Portfolio Optimization Using PSO

R
Finance
Optimization
Published

May 17, 2023

Portfolio optimization represents a critical task in investment management, where the goal involves allocating capital across different assets to maximize returns while controlling risk. This post explores how to use Particle Swarm Optimization (PSO) to perform mean-variance portfolio optimization with various constraints.

  1. For additional information on mean-variance optimization and the CAPM model, refer to this paper.
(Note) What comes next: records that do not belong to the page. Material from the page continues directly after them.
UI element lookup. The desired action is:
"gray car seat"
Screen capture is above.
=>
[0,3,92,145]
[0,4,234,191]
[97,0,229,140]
  2. For additional information on particle swarm optimisation, refer to this post on

Libraries

# Load required packages
library(pso)       # For PSO implementation (provides psoptim function)
library(ggplot2)   # For data visualization
library(dplyr)     # For data manipulation and transformation
library(quantmod)  # For downloading financial data
library(tidyr)     # For reshaping data (pivot_wider, gather functions)
library(plotly)    # For creating interactive 3D visualizations

Data Collection

The first step is to gather historical price data to calculate returns and risk metrics.

Getting Stock Tickers

This post uses stocks from the NIFTY50 index, which includes the 50 largest Indian companies by market capitalisation:

# Read ticker list from NSE (National Stock Exchange of India) website
ticker_list <- read.csv("https://raw.githubusercontent.com/royr2/datasets/refs/heads/main/ind_nifty50list.csv")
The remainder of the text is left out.